Your story emphasizes intergenerational connection and the importance of lineage in context. What was your goal in establishing such distinct familial pasts and futures?

Those things sprouted in the story because of my own family history. Though even my great-grandmother was born here, my mother is still a “full-blooded” Belgian, and she has nearly fifty cousins, many of whom still live around Brussels, Wisconsin. If we need an electrician, interior decorator, or city councilman we call up a cousin. One reason the notes of modern family members stayed in “The Lady,” though, is because it balances out—or perhaps illustrates the weight of—the miracle. If the Mother of God makes a visit to someone (or even someone’s neighbor), it had better toll through time, right? It should rank up there with the most outstanding events of any family history for generations to come. Another reason it’s there is because it’s the other, if more quiet, miracle of the story that any pair of settlers, like Tellie and her husband, did survive, and that what resulted from their gamble to cross an ocean and have children in a dangerous place are hundreds of people driving around in cars and reading newspapers online at their breakfast tables. By the way, by comparing that to a miracle, I don’t want to say that European colonization was unquestionably good or reflective of divine will, just that it is miracle-like in its hugeness to think of how many lives, with all of their stories, can result from one pair of humans and their one choice (plus maybe some luck, magic, grace, or what have you).

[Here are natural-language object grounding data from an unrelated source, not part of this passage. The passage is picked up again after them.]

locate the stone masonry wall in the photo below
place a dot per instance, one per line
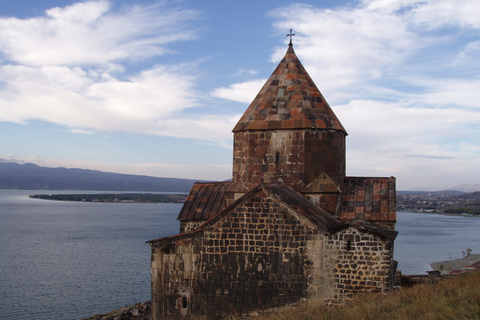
(297, 157)
(360, 263)
(258, 256)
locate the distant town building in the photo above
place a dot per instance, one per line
(289, 226)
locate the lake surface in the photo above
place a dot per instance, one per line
(70, 260)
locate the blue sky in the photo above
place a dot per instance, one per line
(155, 87)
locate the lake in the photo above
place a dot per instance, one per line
(71, 260)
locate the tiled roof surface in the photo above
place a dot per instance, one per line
(289, 100)
(301, 205)
(204, 201)
(370, 199)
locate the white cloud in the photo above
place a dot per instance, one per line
(241, 92)
(69, 67)
(422, 146)
(90, 33)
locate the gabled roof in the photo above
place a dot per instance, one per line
(204, 201)
(370, 199)
(289, 100)
(299, 204)
(290, 198)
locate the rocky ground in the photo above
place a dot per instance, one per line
(140, 311)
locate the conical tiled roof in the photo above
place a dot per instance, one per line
(289, 100)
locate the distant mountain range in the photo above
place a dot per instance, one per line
(32, 177)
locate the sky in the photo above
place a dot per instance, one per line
(155, 87)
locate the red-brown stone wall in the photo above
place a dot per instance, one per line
(297, 157)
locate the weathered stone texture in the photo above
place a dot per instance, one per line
(290, 225)
(297, 157)
(361, 263)
(260, 255)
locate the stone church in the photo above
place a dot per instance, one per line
(289, 226)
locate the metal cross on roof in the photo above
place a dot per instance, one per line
(291, 35)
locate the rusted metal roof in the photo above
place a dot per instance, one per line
(370, 199)
(301, 205)
(204, 201)
(289, 100)
(290, 198)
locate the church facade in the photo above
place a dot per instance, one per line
(289, 226)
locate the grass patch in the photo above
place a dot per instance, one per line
(457, 298)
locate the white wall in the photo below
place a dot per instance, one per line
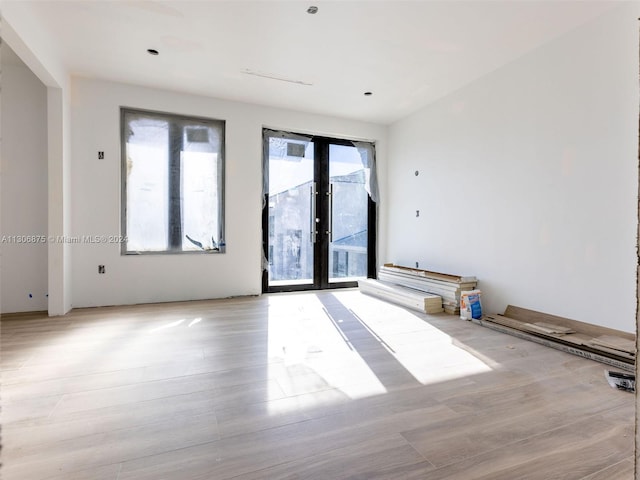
(95, 124)
(23, 154)
(528, 178)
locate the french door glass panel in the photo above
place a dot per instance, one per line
(348, 215)
(291, 217)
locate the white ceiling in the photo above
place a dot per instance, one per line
(408, 53)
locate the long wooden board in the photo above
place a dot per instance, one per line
(420, 301)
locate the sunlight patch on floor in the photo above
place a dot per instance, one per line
(316, 356)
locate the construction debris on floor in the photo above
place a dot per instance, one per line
(605, 345)
(621, 381)
(422, 290)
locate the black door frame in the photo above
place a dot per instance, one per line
(321, 247)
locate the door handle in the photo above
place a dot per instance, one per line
(314, 220)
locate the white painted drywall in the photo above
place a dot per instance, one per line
(23, 162)
(95, 124)
(528, 178)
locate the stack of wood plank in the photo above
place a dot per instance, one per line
(420, 301)
(602, 344)
(442, 284)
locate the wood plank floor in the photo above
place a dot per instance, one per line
(332, 385)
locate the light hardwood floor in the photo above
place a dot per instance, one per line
(331, 385)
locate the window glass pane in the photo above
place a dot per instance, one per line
(174, 183)
(147, 178)
(199, 202)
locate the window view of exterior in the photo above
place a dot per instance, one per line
(173, 174)
(292, 216)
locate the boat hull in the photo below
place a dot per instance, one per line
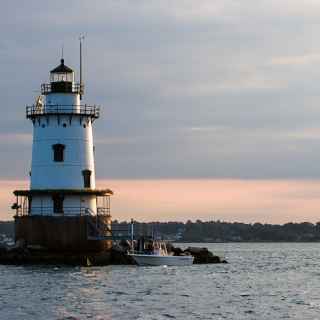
(154, 260)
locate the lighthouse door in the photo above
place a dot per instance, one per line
(57, 203)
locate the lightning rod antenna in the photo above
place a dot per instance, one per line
(81, 38)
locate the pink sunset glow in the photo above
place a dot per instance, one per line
(271, 201)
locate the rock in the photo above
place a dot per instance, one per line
(203, 255)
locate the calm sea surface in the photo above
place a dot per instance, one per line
(261, 281)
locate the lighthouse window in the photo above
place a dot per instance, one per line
(58, 152)
(57, 203)
(86, 178)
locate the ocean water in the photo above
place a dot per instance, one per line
(261, 281)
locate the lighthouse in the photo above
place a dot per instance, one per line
(63, 210)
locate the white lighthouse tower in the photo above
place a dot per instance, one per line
(62, 202)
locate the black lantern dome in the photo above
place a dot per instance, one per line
(61, 78)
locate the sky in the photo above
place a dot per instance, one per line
(221, 97)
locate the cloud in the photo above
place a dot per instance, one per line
(209, 89)
(266, 201)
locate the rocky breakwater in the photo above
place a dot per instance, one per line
(201, 255)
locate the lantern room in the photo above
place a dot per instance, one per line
(62, 73)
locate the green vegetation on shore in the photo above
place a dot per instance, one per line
(217, 231)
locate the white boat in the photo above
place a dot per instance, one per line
(160, 257)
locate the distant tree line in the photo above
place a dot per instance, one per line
(216, 231)
(219, 231)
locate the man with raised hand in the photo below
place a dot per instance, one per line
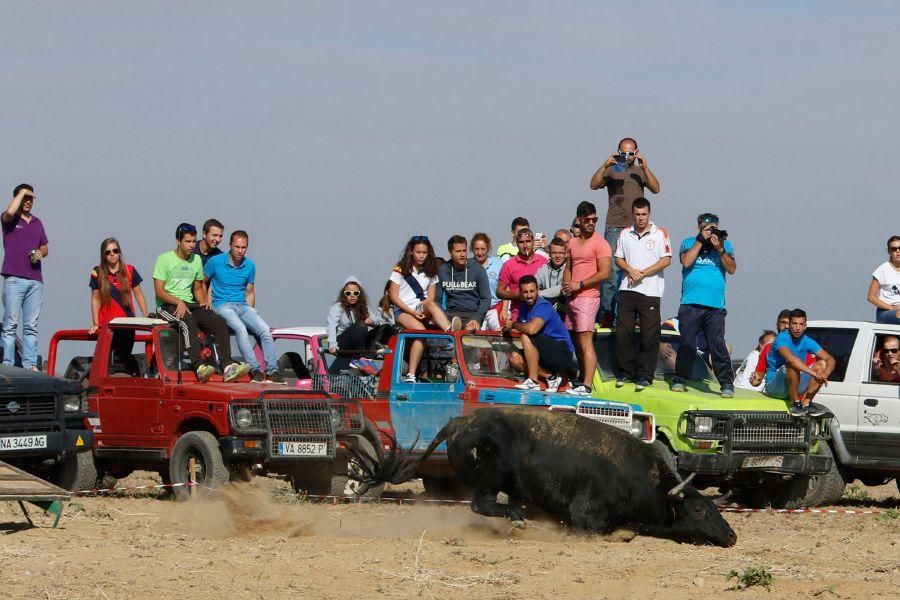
(643, 252)
(24, 247)
(587, 267)
(624, 174)
(233, 286)
(181, 298)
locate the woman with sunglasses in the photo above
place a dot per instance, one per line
(115, 287)
(350, 325)
(413, 292)
(884, 289)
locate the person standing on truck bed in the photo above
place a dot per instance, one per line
(24, 247)
(181, 298)
(624, 174)
(788, 377)
(643, 252)
(884, 289)
(706, 260)
(231, 281)
(114, 284)
(587, 268)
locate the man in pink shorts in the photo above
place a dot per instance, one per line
(588, 266)
(526, 262)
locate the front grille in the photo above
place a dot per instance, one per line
(28, 407)
(616, 416)
(753, 431)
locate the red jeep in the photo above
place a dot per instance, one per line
(156, 416)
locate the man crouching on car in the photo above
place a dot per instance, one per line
(788, 377)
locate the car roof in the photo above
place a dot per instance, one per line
(305, 331)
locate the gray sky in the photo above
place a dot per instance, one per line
(333, 132)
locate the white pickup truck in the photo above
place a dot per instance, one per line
(865, 430)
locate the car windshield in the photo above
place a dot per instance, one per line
(605, 346)
(488, 355)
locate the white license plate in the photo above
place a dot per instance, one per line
(763, 462)
(302, 448)
(23, 442)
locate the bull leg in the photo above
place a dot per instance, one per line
(484, 502)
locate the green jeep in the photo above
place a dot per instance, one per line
(748, 446)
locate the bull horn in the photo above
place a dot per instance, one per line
(678, 490)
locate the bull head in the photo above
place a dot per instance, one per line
(677, 492)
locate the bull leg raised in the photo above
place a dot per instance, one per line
(484, 502)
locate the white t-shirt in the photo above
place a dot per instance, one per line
(888, 282)
(407, 295)
(742, 375)
(640, 253)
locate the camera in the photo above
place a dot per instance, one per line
(719, 233)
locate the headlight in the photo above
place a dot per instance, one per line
(75, 403)
(703, 424)
(242, 418)
(637, 427)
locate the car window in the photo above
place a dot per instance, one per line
(838, 342)
(438, 363)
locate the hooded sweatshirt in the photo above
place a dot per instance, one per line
(464, 290)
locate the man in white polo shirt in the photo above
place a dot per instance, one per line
(642, 253)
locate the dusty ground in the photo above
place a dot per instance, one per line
(262, 541)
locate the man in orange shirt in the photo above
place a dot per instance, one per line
(588, 265)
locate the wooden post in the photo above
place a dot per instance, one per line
(192, 471)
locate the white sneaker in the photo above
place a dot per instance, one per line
(553, 384)
(528, 384)
(579, 390)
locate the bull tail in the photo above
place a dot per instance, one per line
(397, 466)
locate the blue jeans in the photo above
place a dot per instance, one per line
(887, 316)
(241, 317)
(22, 301)
(610, 287)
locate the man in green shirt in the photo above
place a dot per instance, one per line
(181, 298)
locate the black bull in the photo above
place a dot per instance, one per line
(586, 474)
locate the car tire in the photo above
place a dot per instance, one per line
(342, 485)
(313, 478)
(211, 471)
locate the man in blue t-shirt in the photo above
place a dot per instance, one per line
(545, 341)
(706, 260)
(231, 278)
(787, 376)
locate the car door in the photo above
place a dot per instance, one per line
(878, 415)
(129, 404)
(420, 410)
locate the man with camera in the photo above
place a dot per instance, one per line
(706, 260)
(624, 174)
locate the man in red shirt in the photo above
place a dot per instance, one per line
(588, 265)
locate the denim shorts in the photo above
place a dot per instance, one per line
(777, 386)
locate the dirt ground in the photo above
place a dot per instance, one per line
(261, 540)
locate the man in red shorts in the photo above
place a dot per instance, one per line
(588, 265)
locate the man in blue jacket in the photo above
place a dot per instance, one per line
(464, 289)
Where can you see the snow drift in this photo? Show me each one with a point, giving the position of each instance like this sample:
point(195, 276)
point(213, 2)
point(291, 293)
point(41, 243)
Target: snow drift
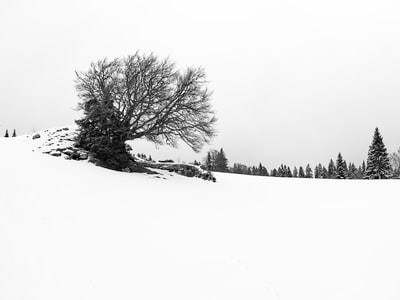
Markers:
point(71, 230)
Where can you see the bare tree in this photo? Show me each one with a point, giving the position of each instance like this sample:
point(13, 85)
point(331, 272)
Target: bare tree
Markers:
point(143, 97)
point(394, 160)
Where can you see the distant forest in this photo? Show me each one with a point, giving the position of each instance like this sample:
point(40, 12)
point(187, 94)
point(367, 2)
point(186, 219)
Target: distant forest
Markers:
point(379, 165)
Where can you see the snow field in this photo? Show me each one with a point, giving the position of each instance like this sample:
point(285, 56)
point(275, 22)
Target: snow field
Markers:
point(70, 230)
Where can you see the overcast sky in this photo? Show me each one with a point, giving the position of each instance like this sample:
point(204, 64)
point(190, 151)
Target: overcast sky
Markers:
point(293, 82)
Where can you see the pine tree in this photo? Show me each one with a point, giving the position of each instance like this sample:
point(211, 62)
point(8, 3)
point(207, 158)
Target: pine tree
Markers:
point(309, 173)
point(378, 165)
point(289, 172)
point(295, 172)
point(316, 172)
point(208, 161)
point(324, 172)
point(331, 169)
point(340, 167)
point(301, 172)
point(221, 163)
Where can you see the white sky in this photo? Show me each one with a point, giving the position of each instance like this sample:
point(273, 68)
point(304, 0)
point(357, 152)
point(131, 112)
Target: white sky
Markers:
point(294, 82)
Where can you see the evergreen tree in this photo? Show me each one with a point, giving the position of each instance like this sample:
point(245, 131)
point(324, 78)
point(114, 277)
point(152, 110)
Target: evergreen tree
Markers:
point(331, 169)
point(301, 172)
point(316, 172)
point(363, 169)
point(309, 173)
point(295, 172)
point(221, 163)
point(378, 165)
point(324, 172)
point(208, 162)
point(340, 167)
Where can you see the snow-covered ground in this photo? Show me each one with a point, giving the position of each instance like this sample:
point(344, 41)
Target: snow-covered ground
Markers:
point(71, 230)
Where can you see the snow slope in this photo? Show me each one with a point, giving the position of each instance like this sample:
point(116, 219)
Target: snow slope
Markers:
point(70, 230)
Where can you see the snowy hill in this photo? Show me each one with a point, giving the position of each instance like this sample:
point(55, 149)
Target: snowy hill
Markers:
point(71, 230)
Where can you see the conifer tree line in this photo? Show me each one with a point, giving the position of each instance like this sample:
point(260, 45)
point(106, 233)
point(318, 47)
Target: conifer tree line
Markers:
point(6, 134)
point(379, 165)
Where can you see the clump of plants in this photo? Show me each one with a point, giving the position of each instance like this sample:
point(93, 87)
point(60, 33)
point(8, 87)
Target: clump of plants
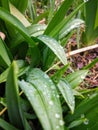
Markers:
point(32, 95)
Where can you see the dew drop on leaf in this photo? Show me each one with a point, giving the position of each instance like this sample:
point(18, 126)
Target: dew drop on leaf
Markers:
point(50, 102)
point(57, 127)
point(61, 122)
point(86, 121)
point(57, 115)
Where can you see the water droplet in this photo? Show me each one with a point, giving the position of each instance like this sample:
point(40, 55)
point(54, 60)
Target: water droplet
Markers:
point(44, 93)
point(30, 91)
point(82, 77)
point(38, 29)
point(51, 102)
point(58, 96)
point(57, 115)
point(82, 115)
point(61, 122)
point(46, 76)
point(86, 121)
point(57, 127)
point(86, 0)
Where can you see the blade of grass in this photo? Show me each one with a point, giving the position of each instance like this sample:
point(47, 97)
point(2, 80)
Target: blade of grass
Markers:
point(12, 98)
point(6, 16)
point(6, 126)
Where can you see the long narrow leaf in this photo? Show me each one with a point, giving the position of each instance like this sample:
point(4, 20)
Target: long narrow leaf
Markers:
point(12, 98)
point(46, 90)
point(4, 54)
point(6, 16)
point(55, 47)
point(76, 78)
point(67, 93)
point(58, 17)
point(6, 126)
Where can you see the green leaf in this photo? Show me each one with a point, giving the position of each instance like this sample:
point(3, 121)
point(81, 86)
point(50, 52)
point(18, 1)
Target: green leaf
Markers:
point(6, 16)
point(15, 12)
point(75, 23)
point(22, 70)
point(55, 47)
point(88, 111)
point(20, 4)
point(6, 126)
point(4, 54)
point(67, 93)
point(58, 75)
point(56, 29)
point(76, 78)
point(43, 96)
point(34, 30)
point(59, 16)
point(12, 98)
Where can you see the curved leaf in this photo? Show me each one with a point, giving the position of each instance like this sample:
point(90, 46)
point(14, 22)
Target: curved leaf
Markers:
point(15, 12)
point(6, 126)
point(12, 98)
point(55, 47)
point(76, 78)
point(34, 30)
point(75, 23)
point(4, 54)
point(42, 94)
point(67, 93)
point(6, 16)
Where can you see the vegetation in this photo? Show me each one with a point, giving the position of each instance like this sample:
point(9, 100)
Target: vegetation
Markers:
point(36, 90)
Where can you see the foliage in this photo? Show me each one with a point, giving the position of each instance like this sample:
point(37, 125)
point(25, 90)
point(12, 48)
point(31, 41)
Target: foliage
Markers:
point(91, 22)
point(28, 91)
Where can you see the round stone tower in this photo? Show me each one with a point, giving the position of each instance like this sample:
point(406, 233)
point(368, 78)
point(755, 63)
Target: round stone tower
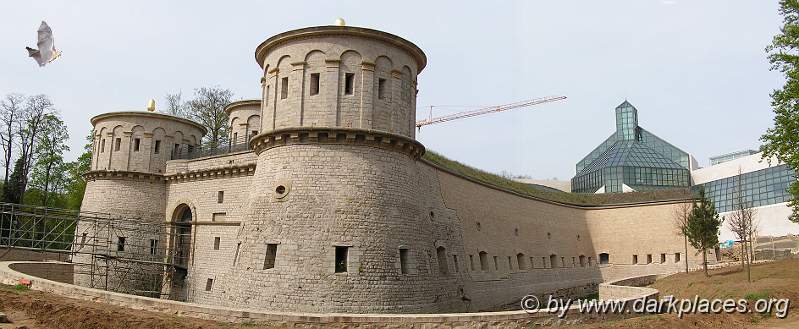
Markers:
point(125, 183)
point(244, 120)
point(336, 220)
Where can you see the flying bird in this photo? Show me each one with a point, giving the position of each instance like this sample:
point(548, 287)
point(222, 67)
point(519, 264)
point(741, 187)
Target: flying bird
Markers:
point(46, 52)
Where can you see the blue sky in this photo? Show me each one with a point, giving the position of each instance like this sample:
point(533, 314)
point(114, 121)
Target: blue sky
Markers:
point(696, 70)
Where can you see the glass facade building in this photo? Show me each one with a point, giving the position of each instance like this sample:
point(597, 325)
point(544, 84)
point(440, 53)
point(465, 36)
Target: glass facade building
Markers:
point(632, 159)
point(759, 188)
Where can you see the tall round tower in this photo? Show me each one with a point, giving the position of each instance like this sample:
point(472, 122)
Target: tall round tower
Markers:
point(129, 154)
point(335, 221)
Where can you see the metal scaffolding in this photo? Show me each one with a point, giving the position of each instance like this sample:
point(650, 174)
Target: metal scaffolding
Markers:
point(110, 252)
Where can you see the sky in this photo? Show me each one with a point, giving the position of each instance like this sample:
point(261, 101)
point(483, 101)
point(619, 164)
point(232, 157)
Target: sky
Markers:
point(695, 70)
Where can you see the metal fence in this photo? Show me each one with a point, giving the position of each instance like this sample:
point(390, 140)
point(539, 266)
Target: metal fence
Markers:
point(238, 144)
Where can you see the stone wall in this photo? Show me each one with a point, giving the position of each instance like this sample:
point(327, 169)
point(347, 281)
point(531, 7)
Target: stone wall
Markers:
point(382, 89)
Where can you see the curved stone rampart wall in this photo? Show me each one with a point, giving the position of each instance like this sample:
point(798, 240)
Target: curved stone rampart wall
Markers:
point(371, 201)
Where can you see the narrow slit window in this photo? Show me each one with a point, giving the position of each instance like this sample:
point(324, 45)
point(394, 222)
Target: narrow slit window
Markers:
point(349, 83)
point(314, 88)
point(341, 259)
point(284, 88)
point(209, 284)
point(441, 253)
point(121, 243)
point(404, 261)
point(271, 255)
point(381, 88)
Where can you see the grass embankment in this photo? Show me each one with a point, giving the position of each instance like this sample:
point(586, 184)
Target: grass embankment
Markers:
point(579, 199)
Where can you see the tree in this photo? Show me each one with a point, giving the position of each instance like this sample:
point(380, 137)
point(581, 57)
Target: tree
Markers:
point(36, 109)
point(76, 184)
point(206, 108)
point(175, 105)
point(703, 226)
point(49, 171)
point(782, 140)
point(10, 110)
point(681, 216)
point(742, 223)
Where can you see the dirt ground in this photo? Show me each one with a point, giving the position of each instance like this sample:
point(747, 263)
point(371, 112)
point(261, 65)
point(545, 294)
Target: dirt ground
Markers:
point(772, 280)
point(38, 310)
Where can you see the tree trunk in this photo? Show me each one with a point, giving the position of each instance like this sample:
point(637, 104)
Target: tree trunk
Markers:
point(685, 237)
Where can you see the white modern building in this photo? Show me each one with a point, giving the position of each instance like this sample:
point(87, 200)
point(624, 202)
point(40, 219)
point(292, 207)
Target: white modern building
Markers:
point(762, 183)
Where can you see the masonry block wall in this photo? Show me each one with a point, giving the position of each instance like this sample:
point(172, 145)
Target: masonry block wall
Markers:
point(332, 209)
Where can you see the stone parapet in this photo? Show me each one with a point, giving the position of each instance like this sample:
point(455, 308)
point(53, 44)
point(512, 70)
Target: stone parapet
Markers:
point(350, 136)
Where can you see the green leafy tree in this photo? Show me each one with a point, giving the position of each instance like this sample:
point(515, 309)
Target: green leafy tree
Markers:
point(49, 171)
point(782, 140)
point(76, 184)
point(702, 227)
point(207, 108)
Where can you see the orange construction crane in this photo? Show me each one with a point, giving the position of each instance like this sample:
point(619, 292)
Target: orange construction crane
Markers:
point(486, 110)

What are you working on now?

I'm working on a novel set in northern Wisconsin, though in contemporary time. There’s a mother and a teenaged daughter who live at a fishing resort, and a visiting grandmother who may have kidnapped the “grandchildren” who are with her, with a plan to lead them into the Chequamegon National Forest.

“The Lady” is also part of a collection of short stories mostly set in the upper Midwest, and I’m seeking a home for that book. So if you know anybody interested…

What are you reading?

Vacationland, by Sarah Stonich, a novel in stories set in northern Minnesota. I keep going back to it with the intention of studying it, and then just get distracted again by the characters and sentences and place. It’s really outstanding. Also, The Sixth Extinction, by Elizabeth Kolbert, which is nonfiction and yet also completely absorbing. It is also, perhaps, leading me again down that dark path of toying with fact in my fiction. How many details of climate change can my novel set in northern Wisconsin include? Can climate change itself be a force, a character, as real and unreal as the Mother of God?